Most of my converts I have no clue what happened to them. I was never much of a letter writer. I never stayed in touch for over thirty years. I have only heard about them for the first ten years from other members or missionaries who did a better job at communicating with them. Whenever my wife and I take out our scrapbooks we reflect on what happened to our investigators. Neither of us knows since we haven't talked to them in many many years but we sure do have fond memories and can tell stories about what happened on our missions. We just imagine they had great lives and talk about possibly visiting our mission fields and checking up on them.
Today I read a post by AHLDuke on Mission Nostalgia. He has been home from a mission for a few years and had not kept in very good touch with some teenage girls that he helped convert with his companion. One of them was coming to the SLC area and wanted to have dinner with him and his wife. He reflected on the success of his mission. One of the measures of success is how did your convert turn out. He fortunately had a pleasant experience and reconnected with one of the women. He at least knows for a certainty how she is doing. He also had time for introspection about the quality of the people he baptized.

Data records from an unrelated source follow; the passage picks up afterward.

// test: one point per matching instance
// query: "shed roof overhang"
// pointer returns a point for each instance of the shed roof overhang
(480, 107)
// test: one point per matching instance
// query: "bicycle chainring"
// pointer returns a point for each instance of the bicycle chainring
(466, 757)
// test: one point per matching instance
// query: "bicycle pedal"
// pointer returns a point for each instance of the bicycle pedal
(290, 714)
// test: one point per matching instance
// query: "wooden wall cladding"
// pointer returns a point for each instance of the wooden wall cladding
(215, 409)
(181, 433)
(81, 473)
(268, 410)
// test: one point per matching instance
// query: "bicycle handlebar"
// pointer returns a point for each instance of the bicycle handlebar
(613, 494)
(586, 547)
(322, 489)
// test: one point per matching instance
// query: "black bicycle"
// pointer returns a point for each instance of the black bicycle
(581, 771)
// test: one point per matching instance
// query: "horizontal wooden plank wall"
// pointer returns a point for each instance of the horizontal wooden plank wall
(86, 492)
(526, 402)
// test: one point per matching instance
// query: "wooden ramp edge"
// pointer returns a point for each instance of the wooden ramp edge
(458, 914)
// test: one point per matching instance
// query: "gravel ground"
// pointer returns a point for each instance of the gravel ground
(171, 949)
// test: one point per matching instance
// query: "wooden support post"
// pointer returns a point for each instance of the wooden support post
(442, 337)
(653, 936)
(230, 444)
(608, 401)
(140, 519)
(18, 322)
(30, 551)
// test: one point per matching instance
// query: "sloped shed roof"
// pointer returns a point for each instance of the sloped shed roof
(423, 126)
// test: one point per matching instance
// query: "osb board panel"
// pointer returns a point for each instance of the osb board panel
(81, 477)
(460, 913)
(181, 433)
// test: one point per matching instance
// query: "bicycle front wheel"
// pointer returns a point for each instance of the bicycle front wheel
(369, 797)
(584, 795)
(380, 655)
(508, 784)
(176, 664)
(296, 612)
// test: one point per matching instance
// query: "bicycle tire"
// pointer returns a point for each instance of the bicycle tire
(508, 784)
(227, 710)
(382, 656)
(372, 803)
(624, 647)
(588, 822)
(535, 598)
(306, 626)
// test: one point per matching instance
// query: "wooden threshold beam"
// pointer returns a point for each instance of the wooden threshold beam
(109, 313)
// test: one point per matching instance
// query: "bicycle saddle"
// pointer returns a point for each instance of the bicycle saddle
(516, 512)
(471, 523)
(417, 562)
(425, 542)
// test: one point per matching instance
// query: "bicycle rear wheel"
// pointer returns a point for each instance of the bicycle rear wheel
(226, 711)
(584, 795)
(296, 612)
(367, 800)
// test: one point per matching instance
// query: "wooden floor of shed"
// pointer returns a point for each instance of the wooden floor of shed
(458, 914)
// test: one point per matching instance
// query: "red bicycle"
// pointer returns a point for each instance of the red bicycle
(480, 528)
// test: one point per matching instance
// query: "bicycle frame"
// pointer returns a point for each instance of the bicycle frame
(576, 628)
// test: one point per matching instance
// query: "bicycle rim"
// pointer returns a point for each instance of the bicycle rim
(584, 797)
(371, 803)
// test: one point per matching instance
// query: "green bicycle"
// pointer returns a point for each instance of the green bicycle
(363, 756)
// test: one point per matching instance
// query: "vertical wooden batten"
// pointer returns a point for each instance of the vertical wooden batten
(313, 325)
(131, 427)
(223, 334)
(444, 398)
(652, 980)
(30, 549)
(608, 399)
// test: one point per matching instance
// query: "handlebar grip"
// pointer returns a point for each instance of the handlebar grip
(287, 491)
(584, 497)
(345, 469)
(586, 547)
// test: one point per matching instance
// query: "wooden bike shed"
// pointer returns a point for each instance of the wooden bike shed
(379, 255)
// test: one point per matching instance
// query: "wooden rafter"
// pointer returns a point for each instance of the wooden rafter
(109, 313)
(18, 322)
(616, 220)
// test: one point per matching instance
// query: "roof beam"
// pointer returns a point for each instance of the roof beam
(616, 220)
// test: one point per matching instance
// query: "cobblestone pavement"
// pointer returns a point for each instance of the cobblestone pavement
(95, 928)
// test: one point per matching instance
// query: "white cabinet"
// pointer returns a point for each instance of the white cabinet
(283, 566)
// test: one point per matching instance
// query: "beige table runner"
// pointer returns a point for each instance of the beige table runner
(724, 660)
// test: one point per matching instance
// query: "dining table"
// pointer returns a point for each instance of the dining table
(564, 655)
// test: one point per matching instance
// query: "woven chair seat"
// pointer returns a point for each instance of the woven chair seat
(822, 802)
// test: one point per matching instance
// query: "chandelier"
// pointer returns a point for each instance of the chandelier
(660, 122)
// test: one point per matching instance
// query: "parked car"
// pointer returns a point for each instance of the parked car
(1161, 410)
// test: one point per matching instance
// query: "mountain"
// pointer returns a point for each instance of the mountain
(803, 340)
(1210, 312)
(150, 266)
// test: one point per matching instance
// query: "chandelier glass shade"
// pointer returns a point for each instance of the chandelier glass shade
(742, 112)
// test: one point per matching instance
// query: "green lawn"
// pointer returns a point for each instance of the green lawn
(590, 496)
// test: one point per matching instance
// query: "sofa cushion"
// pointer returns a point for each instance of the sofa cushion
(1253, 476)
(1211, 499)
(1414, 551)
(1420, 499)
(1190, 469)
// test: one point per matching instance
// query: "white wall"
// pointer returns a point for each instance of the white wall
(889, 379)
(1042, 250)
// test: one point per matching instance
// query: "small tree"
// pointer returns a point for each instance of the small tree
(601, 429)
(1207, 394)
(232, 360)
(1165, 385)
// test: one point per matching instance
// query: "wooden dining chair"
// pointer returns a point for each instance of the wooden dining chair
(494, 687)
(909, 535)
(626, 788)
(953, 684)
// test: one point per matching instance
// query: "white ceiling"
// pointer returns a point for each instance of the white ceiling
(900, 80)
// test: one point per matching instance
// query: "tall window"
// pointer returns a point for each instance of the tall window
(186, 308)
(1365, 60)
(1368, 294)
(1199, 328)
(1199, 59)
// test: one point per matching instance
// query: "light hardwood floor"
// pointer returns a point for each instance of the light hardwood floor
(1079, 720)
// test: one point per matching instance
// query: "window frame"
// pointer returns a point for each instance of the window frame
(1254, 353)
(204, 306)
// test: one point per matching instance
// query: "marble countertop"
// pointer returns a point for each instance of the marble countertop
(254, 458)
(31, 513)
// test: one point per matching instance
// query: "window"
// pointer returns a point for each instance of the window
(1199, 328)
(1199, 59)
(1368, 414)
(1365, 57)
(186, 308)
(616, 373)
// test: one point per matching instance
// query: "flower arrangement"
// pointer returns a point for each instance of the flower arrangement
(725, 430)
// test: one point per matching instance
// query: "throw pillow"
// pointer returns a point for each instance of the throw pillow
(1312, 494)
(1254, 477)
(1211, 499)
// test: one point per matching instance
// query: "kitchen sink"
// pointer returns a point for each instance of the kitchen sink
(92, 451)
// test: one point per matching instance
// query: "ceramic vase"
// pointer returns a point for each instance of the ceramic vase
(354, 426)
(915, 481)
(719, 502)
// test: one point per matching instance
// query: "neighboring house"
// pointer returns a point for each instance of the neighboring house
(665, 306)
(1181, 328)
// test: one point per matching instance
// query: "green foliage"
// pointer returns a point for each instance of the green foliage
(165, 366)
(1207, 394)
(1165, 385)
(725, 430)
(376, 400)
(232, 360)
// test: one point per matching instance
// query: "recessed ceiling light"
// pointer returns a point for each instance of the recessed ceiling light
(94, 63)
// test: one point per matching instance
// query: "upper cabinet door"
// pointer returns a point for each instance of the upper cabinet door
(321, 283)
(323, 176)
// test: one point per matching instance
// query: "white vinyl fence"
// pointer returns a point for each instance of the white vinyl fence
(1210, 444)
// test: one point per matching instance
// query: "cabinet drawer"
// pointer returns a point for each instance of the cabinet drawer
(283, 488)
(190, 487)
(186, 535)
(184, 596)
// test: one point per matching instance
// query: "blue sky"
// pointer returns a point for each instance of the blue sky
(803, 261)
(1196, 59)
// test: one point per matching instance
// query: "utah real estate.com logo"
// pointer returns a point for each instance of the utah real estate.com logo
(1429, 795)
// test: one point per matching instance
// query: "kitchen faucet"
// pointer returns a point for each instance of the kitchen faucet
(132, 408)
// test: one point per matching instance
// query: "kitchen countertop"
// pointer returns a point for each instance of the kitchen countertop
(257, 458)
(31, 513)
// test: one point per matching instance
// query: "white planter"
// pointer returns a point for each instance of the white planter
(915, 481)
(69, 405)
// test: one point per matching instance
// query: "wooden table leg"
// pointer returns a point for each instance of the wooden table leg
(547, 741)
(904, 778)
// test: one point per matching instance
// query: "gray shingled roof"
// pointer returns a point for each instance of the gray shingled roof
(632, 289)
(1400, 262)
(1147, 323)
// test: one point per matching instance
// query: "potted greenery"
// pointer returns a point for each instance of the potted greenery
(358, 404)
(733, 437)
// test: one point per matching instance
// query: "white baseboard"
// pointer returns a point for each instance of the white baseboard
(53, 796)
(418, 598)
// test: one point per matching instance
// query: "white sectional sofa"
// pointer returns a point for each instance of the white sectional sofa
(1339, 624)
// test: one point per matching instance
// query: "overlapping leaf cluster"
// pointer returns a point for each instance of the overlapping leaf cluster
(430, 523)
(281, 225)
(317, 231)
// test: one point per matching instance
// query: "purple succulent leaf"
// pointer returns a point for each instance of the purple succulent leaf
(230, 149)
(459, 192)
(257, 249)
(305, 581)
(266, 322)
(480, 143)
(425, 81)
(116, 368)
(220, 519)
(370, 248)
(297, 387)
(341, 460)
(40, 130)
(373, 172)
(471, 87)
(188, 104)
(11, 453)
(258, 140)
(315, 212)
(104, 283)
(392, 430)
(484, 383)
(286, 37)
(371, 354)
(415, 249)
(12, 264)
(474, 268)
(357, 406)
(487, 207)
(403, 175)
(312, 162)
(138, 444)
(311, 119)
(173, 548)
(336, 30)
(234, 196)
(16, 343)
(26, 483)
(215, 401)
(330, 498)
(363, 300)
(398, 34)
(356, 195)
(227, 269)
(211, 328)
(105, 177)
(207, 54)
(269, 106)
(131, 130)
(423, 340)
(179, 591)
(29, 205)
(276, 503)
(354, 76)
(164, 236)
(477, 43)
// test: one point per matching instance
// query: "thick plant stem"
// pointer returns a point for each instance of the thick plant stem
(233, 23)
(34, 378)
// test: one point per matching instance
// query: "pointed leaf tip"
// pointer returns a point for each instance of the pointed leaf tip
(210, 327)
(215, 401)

I wonder if there are many like me. I never once wrote any investigator or convert while on a mission or even after my mission. I did run in to a companion or two who gave me reports from time to time. I think I missed out by not staying in touch. I don't really have any rationalizations about why I didn't stay in touch. I just didn't and it is unlikely now I will do much more than I have. I did some reflection myself about staying in touch with converts. If I had it to do over and had been more mature I would have remembered them from time to time. At the time I worked with them I think I was only approaching my relationship as a short term one. I really didn't see the forest because I was looking at the tree. I lost out on some social growth.
I remember once when I was bragging to my mission president M. Russell Ballard about baptizing seven people in one month his response. "It is not the number that matters but the quality of the person." He then asked me where will they be in ten years, twenty years. At the time I thought every one of them would stay true to the Church. Now I wonder, how can I know the quality if I never stayed in touch.
We say that how great will be our joy in the next life if we bring someone to Christ. Is our duty only to baptize them or is it something greater? By staying in touch we might have a lifetime effect giving them some one to turn to when they are struggling or someone to celebrate with when they go to the temple, become bishop/relief society President, etc. I know I need to reexamine my relationship with those I baptized. Recently I recontacted people I knew in the distance past. A few we were able to pick up where we left off and now occasionally I email them but a few blew me off and a couple were downright hostile. Relationships need to be worked at. I wonder what experiences good or bad people have had with their investigators and converts. Do you think we have a responsibility to stay engaged in their lives?